The major drop in exports was to so-called "third countries", those outside the eurozone, which would obviously include Russia. Germany is by a distance Russia's biggest trading partner in Europe and was predicted to suffer due to the bilateral sanctions regimes.

The export of all high-tech goods that could be used in Russia's energy, extractive or military industries was banned by the European Union earlier this year and while the immediate impact on the German economy was soft, it looks as though it's starting to take root now.

In September, the ZEW Index of German business confidence plunged again – hitting a nine-year low.

Furthermore, the Ifo Business Climate Index for industry and trade in Germany fell in September to 104.7 points, its lowest level since April 2013.

Seasonally adjusted exports were worth €92.6bn in August, a fall from €98.3bn in July, while imports fell by only 1.3%, to €75.1bn, meaning the trade surplus narrowed by €17.5bn, from July's figure of €22.2bn. Unadjusted, the trade surplus narrowed from July's record-breaking €23.5bn to €14.1bn in August.

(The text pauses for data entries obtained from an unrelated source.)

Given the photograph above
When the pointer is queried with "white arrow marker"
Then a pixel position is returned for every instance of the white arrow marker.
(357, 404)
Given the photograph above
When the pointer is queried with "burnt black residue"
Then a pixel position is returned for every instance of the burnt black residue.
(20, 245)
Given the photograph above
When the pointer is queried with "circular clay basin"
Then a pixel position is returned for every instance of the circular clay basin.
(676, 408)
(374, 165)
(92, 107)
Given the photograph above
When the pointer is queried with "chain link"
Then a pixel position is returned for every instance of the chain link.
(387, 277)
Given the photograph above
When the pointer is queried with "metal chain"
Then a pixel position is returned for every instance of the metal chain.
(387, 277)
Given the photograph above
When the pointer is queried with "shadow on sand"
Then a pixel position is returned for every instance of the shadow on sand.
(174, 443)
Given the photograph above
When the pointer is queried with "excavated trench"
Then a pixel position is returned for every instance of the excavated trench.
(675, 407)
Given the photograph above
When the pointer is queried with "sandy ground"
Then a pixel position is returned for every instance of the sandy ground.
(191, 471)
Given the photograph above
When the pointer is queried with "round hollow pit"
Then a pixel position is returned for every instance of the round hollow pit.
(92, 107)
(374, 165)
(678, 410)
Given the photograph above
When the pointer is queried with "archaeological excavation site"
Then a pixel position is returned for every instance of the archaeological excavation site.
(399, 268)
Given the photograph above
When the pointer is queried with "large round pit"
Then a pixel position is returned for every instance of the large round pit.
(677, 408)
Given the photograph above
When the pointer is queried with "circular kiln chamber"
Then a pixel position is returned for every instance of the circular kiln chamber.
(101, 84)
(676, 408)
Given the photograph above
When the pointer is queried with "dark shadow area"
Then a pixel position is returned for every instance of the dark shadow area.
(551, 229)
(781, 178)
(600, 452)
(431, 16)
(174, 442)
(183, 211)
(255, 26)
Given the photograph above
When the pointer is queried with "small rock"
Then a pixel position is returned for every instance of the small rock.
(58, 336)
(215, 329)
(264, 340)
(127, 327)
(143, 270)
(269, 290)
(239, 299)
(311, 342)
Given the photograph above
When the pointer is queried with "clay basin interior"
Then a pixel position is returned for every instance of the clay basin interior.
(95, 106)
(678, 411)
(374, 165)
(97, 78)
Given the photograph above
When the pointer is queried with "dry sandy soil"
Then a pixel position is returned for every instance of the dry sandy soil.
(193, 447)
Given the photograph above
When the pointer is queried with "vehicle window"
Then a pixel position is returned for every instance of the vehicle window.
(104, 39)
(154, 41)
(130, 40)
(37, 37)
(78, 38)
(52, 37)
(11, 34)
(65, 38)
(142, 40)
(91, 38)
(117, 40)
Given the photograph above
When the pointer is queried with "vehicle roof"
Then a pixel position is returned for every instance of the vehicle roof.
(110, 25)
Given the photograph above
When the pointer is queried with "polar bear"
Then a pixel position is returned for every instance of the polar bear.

The ING economist Carsten Brzeski said that the writing is on the wall for the next round of quarterly data: "Looking ahead, this week's German data show that in spite of the soccer miracle in the summer, there definitely won't be any economic miracle. On the contrary, the economy seems to need a small miracle in September to avoid a recession in the third quarter."

Also this week, it was announced that German inflation stagnated at 0.8% in September, piling more pressure on the European Central Bank to intervene. There are real fears that Germany and the wider eurozone could be headed for a spell of deflation.

Jennifer McKeown, senior European economist at Capital Economics, wrote in a note: "Both the headline and core rates are considerably lower than the ECB's target for headline inflation in the Eurozone as a whole of "below but close to 2%".

"Given that Germany has been the region's strongest economy and inflation is much weaker (and even negative in some cases) elsewhere, it is clear that the central bank is far from reaching its aim."